MEMORY GEIST: Funeral Cavern (2007)

Updated: Dec 26, 2020

This is an album of a heavy Dark Ambient style that could scare any claustrophobic in you

1 Shadowy Periphery 7:43

2 Deepest Reaches 20:06

3 Funeral Cavern 32:05

Musica Maxima Magnetica EEE48

(CD 59:54) (V.F.)

(Dark ambient, Gothic)

Obviously, my musical tastes have evolved since I began listening EM. At first, I simply used to love the genre that had a very melodic vision. Haunting melodic vision! Like those we find in the early Tangerine Dream and Klaus Schulze. Then, I discovered the sequencer-based style music. I developed this taste of hearing those sequences, rhythms, and crazy synthesised impetus on complex and twisted structures. And over the years, and with the discovery of dark and ambient artists such as ['ramp] and Steve Roach, I ended up enjoying this musical genre a little bit difficult to tame. I recently listened and reviewed Memory Geist's Benthos and I noticed that my review about FUNERAL CAVERN was very thin and not detailed. Thus, here is an improved version, further to my progress in this musical genre.

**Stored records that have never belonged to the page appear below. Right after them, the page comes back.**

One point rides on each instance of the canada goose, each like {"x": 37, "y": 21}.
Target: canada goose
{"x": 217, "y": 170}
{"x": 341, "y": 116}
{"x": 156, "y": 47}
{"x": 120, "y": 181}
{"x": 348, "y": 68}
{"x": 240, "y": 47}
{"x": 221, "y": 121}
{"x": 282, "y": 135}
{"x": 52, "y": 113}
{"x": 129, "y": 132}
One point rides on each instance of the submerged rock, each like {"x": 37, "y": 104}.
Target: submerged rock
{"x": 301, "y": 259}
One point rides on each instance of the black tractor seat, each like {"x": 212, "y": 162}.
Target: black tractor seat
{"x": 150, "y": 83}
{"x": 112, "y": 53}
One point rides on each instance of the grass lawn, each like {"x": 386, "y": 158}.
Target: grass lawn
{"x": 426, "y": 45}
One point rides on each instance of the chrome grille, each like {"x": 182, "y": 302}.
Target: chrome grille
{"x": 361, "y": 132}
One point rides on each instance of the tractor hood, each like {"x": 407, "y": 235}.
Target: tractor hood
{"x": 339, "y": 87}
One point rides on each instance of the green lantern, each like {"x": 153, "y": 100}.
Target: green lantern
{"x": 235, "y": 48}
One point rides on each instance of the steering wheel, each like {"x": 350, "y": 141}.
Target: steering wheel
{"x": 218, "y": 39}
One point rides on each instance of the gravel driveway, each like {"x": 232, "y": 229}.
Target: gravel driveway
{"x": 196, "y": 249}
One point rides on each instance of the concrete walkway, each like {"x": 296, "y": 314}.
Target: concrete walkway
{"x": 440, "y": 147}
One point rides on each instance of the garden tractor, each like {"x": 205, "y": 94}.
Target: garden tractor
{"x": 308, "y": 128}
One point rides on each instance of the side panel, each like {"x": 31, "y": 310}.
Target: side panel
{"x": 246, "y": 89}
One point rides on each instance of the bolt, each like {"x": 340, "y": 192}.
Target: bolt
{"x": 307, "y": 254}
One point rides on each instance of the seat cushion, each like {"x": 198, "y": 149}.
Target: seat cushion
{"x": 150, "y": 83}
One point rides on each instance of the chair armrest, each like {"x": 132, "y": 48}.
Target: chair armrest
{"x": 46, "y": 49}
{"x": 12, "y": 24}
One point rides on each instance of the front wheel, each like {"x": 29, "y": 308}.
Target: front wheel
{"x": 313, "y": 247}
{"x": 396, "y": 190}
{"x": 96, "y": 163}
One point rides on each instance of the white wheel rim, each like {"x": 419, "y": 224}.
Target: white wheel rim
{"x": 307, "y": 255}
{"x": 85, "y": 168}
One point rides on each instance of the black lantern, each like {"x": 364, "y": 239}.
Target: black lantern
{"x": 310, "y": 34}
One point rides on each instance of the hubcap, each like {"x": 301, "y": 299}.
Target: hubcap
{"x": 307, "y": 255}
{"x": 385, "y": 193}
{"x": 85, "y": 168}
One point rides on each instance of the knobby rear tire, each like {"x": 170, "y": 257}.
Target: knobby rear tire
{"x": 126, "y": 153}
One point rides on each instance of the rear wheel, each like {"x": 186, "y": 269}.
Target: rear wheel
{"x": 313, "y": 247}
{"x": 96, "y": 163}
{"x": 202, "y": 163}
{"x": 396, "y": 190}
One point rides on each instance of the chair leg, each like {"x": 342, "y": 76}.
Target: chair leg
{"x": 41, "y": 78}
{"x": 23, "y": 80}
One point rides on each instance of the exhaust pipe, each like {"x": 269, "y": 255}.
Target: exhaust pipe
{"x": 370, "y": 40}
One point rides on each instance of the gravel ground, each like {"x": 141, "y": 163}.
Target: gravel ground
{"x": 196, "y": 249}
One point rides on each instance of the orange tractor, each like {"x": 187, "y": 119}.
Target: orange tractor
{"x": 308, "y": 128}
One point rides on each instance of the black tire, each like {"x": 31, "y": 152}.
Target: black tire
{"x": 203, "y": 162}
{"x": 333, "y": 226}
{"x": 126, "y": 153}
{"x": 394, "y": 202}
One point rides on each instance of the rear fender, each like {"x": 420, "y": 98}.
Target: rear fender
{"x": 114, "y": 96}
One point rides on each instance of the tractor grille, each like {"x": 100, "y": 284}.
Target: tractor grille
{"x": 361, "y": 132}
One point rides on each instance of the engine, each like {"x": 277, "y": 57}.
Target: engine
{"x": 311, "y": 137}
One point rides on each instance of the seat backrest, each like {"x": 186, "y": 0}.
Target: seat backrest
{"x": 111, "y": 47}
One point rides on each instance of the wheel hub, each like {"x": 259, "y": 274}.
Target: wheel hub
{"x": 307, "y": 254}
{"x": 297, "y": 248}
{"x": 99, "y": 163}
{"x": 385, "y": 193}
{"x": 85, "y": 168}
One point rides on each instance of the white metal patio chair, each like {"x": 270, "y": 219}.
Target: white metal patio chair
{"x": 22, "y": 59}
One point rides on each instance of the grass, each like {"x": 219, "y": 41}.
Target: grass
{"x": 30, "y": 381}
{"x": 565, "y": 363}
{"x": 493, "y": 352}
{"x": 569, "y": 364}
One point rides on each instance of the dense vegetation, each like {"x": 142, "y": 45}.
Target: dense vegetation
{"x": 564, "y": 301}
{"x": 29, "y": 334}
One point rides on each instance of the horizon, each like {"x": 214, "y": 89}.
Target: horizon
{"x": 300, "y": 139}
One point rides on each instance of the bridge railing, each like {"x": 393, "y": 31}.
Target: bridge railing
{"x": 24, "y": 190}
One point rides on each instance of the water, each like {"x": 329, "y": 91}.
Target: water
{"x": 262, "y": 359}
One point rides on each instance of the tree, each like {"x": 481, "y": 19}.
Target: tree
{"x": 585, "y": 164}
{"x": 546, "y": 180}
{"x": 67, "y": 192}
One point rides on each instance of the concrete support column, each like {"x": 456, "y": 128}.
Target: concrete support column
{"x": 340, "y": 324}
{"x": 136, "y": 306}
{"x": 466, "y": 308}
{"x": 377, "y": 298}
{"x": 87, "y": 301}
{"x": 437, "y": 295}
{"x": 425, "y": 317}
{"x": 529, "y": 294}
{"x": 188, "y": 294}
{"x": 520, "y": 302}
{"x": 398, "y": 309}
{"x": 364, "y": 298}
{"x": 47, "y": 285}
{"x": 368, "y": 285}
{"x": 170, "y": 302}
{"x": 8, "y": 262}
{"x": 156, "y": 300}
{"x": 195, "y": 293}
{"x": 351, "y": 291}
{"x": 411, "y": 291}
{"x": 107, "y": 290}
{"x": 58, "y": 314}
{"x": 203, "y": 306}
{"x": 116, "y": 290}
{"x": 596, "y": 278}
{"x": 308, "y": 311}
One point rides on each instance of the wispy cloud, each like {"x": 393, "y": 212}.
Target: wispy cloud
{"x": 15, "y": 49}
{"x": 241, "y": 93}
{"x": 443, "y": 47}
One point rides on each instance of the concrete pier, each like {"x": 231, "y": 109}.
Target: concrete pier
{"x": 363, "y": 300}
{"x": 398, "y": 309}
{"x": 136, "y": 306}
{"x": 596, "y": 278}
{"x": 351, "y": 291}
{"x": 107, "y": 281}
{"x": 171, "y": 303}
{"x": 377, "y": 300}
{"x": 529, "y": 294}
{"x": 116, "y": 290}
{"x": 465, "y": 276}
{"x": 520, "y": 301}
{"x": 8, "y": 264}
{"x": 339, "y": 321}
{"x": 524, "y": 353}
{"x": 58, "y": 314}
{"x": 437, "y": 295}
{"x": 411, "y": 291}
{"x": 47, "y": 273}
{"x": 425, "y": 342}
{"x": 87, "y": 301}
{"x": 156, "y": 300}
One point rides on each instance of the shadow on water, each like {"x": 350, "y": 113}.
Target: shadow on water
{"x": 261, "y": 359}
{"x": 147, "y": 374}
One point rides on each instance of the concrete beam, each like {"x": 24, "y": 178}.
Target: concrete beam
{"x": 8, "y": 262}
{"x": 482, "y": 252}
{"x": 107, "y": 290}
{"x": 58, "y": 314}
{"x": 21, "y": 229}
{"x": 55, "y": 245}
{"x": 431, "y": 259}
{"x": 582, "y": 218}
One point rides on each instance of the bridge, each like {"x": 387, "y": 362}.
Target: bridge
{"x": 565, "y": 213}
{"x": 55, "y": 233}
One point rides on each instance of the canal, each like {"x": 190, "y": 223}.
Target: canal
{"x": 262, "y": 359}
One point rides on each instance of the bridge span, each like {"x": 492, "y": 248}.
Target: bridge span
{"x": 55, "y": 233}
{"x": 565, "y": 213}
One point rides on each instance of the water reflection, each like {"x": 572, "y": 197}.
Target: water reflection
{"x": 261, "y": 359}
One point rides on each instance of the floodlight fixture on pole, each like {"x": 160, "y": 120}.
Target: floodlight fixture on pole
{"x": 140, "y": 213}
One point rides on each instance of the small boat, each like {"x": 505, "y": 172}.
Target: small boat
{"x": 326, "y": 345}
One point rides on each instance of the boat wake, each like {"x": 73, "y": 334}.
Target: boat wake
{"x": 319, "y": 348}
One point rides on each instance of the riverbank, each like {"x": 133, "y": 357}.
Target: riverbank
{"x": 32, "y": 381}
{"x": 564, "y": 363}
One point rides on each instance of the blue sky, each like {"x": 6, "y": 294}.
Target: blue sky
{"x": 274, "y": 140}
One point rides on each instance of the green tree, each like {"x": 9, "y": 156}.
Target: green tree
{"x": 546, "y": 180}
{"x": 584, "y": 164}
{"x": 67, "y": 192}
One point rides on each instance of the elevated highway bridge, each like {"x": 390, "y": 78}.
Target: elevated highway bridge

Is it possible to create heavy ambient? An ambient music that goes out of the depths of a cave filled of giant stigmas. Stigmas from which the corrosive reverberations are smothering beneath a thick cloud of bat to floating spheres of influence, even graceful as the wings of a goose? That's the kind of soundscapes the new synth duet Memory Geist presents us. It's back in 2006 that Bakis Sirros (Parallel Worlds) and Steve Law (Zen Paradox and Solitary Sound) form Memory Geist. A duet which specializes in music of atmosphere with dark and smooth layers of analog synths which floats in an oxidized ambiances.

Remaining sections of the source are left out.